The only problem with waves? They crash. The slope of the shore forces the column of water higher and higher until the wave topples under its own weight, coming thunderously back down to Earth with a raw power capable of knocking oblivious tourists ass over teakettle with all the tenderness of a giant that doesn’t know its own strength. The power generated by the momentum of the water dissipates somehow slowly and suddenly; the water disappears into the sand, leaving high and dry whatever shells or children it happened to be carrying. The sound is soothing, sure; often I have found myself pulling a recording of crashing waves as a sleep aid on the nights when I feel like I have exhausted my other options.
The football team in Chapel Hill has often been referred to in the national media as a ‘Sleeping Giant.’ It’s a favorite pastime of folks who are paid to talk about college football to wonder exactly why this giant continues to slumber. On the surface, the argument goes, there is no reason the Tar Heels shouldn’t be the best football program in the state. A flagship university with an international brand; a school in the South that can boast incredible success on a national stage in multiple sports (shouts especially to the women’s soccer and field hockey teams); there are plenty of signs pointing to powerhouse-in-waiting. Other teams in-state have their own sets of obstacles blocking their rise to national relevancy: my Appalachian alma mater is remote, cold in the winter, and plays a specific brand of football (that I love dearly, don’t get me wrong). East Carolina fired Ruffin McNeill for whatever reason and will be recovering from that mistake for years to come. Wake Forest is a small (formerly) Baptist private school in Winston Salem, Duke has all those years of being Duke to contend with, and NC State is an unknowable quantity of varying quality, adept at self-immolating with little to no warning.
There were rumblings that the giant was beginning to stir. Coach Brown and his staff’s transcendent recruiting could have been mistaken for a massive eye beginning to crack open. The emergence of Sam Howell as the dynamic playmaking quarterback in the last two seasons was thought by some to be the alarm needed to finally wake the giant up. The Heels were dark horse candidates for the College Football Playoff leading into this season, riding the aforementioned wave into a preseason top-10 ranking. Even the season-opening loss to Virginia Tech could be partially hand-waved away; it was the first game after the weirdest season in memory, the first time playing in front of a college crowd for large swaths of the current roster, and the Hokies were simply better than we thought they were. Similar to a wave that breaks a ways off the shore before regathering strength for the last push to shore, the Heels continued to roll after that early setback, dispatching the next two opponents with ease.

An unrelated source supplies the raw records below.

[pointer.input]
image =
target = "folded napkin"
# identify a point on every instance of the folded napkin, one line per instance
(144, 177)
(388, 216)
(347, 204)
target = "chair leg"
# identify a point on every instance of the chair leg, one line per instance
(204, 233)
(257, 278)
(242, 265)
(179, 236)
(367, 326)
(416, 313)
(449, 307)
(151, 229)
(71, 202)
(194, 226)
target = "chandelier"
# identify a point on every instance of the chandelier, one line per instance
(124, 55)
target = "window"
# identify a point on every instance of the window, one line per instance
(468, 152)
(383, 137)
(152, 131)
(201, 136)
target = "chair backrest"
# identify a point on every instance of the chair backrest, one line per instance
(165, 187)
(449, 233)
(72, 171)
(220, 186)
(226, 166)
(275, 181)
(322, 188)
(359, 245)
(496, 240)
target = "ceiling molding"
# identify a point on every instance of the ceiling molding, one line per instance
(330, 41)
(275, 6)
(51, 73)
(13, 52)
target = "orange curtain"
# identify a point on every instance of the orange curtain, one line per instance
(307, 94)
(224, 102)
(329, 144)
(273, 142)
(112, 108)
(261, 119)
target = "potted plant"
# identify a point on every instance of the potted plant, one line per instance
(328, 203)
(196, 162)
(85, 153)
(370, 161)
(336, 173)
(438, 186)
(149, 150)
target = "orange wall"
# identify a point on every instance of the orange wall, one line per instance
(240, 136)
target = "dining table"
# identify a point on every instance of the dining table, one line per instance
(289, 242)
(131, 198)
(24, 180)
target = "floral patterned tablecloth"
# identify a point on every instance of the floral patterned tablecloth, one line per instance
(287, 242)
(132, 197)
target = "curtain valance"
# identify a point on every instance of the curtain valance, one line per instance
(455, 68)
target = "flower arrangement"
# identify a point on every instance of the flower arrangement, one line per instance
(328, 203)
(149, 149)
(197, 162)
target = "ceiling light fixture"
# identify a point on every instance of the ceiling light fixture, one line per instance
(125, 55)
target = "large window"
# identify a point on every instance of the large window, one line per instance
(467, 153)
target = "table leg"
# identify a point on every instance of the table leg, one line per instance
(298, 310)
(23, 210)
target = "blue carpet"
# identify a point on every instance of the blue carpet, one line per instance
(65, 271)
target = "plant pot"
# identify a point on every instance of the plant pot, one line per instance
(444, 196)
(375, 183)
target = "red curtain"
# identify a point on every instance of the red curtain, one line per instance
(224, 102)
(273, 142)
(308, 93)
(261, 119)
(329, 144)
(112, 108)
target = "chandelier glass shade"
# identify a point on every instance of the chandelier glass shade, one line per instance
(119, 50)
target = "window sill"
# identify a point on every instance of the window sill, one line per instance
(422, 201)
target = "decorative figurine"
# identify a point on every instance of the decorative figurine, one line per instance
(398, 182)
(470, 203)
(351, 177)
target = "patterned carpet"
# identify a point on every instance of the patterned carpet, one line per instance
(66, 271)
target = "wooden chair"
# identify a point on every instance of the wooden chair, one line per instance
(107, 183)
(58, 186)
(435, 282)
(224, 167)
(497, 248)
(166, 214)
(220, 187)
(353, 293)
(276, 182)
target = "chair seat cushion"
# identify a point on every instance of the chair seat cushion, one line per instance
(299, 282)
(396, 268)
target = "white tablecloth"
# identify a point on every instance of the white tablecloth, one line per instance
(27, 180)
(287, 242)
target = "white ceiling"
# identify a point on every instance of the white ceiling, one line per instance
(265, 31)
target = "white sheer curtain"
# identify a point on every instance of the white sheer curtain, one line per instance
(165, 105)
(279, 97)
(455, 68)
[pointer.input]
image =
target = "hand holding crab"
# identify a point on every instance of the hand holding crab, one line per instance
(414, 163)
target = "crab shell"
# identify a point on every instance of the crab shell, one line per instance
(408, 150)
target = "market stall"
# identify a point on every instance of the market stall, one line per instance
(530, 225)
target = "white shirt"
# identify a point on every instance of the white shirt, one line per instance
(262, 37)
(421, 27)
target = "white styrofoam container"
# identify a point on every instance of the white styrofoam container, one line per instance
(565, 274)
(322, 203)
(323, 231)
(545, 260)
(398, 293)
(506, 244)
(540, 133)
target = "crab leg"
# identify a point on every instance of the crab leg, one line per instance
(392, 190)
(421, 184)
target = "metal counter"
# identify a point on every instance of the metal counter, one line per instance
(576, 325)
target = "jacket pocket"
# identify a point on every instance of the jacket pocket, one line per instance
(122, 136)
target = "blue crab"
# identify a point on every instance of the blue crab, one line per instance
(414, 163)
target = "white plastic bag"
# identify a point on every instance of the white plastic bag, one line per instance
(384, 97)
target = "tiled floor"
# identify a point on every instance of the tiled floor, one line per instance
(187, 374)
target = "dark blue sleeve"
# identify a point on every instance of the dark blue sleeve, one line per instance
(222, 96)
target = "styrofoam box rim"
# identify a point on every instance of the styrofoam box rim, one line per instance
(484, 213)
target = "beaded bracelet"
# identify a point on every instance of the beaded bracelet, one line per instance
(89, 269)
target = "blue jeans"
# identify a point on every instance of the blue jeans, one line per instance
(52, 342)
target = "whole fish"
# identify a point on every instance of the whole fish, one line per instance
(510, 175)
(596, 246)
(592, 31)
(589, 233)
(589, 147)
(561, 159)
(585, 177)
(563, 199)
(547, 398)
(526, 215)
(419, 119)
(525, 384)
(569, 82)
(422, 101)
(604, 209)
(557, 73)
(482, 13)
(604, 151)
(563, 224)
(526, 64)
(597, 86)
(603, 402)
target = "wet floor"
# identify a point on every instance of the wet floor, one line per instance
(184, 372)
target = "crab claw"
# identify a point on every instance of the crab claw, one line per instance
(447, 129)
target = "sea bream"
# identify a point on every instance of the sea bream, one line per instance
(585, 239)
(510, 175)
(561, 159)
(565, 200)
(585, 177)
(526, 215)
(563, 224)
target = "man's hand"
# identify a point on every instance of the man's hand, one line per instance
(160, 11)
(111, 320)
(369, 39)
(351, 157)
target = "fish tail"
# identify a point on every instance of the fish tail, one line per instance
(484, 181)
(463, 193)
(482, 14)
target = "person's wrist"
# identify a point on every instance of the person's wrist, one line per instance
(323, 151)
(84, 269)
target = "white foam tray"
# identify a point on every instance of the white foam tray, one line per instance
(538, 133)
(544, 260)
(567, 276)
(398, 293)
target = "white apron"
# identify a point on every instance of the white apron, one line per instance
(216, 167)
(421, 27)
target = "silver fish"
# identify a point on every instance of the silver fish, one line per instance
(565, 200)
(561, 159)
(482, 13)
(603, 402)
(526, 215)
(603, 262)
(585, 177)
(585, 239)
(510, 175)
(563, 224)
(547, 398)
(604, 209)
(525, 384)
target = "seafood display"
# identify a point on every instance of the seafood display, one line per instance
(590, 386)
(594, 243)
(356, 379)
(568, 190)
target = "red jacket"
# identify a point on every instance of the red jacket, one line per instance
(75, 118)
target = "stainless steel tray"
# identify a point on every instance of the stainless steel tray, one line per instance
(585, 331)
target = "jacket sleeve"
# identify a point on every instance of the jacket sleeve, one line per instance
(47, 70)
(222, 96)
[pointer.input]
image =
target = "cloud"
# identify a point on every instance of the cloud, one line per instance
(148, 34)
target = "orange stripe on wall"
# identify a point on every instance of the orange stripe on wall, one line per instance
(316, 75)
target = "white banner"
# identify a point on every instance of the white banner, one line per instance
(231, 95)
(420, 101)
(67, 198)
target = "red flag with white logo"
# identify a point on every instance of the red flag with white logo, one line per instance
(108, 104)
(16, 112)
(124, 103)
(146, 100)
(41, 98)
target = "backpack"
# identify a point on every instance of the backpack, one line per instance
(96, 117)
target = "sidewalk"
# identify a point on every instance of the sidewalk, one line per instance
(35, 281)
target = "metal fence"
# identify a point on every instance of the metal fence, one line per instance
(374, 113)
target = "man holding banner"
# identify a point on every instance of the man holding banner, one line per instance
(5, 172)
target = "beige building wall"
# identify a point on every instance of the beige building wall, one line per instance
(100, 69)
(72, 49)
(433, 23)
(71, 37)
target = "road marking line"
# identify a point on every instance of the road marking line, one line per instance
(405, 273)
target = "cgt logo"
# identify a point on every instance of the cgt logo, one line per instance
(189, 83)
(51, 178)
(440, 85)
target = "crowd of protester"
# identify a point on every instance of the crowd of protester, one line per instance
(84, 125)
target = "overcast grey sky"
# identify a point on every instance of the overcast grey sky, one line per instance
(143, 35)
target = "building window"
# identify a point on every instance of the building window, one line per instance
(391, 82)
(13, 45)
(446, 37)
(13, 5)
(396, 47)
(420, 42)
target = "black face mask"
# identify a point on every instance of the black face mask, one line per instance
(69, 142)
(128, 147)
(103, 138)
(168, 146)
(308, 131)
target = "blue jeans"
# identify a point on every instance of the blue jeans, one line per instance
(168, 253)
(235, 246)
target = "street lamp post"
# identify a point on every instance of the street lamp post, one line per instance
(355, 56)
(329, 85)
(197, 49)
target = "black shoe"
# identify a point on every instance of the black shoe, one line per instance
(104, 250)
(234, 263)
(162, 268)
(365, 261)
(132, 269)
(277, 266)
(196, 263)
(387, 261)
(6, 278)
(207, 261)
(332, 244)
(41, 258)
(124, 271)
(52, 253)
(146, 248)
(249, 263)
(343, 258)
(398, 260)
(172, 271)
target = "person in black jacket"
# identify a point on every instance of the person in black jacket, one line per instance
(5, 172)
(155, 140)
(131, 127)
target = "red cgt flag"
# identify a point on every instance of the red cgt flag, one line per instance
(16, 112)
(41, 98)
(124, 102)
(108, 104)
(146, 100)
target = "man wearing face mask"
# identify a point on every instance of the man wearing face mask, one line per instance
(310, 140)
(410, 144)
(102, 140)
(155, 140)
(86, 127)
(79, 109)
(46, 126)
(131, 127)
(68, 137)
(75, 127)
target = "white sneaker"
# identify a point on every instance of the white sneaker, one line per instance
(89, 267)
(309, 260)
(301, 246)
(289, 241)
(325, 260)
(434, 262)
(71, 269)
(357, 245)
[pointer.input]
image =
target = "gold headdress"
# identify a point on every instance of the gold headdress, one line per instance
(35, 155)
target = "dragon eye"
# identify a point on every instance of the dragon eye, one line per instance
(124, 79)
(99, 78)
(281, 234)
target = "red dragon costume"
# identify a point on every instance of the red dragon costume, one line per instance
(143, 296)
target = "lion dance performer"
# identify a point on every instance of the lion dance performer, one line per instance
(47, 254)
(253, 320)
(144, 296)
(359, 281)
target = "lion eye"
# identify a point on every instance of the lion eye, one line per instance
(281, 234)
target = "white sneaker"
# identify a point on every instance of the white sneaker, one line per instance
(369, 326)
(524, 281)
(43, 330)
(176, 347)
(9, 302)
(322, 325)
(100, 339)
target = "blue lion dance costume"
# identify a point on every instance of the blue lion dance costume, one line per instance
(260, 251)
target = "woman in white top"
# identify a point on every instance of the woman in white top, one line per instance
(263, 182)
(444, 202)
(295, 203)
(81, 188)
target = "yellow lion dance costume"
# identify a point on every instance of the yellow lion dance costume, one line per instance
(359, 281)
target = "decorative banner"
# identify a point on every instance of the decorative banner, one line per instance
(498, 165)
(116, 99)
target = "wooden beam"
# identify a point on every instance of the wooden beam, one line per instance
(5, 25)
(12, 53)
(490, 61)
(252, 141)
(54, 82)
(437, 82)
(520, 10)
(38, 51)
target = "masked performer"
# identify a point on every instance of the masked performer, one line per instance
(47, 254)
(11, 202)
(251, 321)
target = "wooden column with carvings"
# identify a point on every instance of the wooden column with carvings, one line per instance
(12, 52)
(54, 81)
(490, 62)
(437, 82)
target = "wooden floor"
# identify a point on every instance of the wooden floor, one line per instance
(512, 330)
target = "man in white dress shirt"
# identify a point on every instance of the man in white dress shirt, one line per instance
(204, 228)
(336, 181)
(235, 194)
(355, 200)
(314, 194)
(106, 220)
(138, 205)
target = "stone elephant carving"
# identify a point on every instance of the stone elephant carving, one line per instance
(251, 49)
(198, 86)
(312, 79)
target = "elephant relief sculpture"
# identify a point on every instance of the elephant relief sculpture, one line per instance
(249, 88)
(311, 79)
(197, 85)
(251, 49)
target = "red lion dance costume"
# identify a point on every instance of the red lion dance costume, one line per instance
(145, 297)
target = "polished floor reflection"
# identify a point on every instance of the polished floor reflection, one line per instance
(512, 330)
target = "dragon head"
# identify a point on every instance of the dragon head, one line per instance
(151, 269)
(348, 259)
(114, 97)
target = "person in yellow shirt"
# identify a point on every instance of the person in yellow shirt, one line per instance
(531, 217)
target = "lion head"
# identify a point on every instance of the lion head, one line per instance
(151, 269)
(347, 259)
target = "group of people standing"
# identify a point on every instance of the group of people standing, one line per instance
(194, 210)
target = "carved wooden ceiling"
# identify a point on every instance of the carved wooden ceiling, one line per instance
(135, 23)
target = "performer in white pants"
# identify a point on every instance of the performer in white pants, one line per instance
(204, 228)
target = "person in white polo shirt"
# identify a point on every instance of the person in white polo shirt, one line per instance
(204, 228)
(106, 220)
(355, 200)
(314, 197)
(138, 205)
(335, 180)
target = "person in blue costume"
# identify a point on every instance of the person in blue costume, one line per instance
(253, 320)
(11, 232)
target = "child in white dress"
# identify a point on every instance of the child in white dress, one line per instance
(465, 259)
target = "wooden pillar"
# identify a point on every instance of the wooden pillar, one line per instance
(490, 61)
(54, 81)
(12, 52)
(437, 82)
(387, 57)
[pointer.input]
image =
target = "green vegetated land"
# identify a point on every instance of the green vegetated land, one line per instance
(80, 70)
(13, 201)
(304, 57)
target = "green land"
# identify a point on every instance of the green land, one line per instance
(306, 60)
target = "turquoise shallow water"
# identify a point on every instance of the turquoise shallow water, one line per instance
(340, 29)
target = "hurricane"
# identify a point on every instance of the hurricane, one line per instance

One loss to a surprisingly good Virginia Tech team does not preclude Carolina from fulfilling the promise of the offseason hype. Two conference losses (so far) in this year’s middling-at-best ACC, though? There goes the crash. McKay wrote a great post about readjusting expectations after last week’s disappointing trip to the largest Delta hub in the world, and reckoning with finding ourselves deposited at the water line on the beach with the wave that dropped us rapidly fading into the hot sand.
I haven’t been sleeping all that well recently. A nap on a beach somewhere east of where I am right now sounds lovely, my ears filled with the constant dull roar of waves like giant footsteps crashing into the sand, one after another. That’s the best part about waves, though; there’s always another one coming, and eventually the tide will follow them in. The water level will rise, wave after wave and crash by crash, until the tide reaches your chair.
When that water hits, it may even be enough to wake a sleeping giant.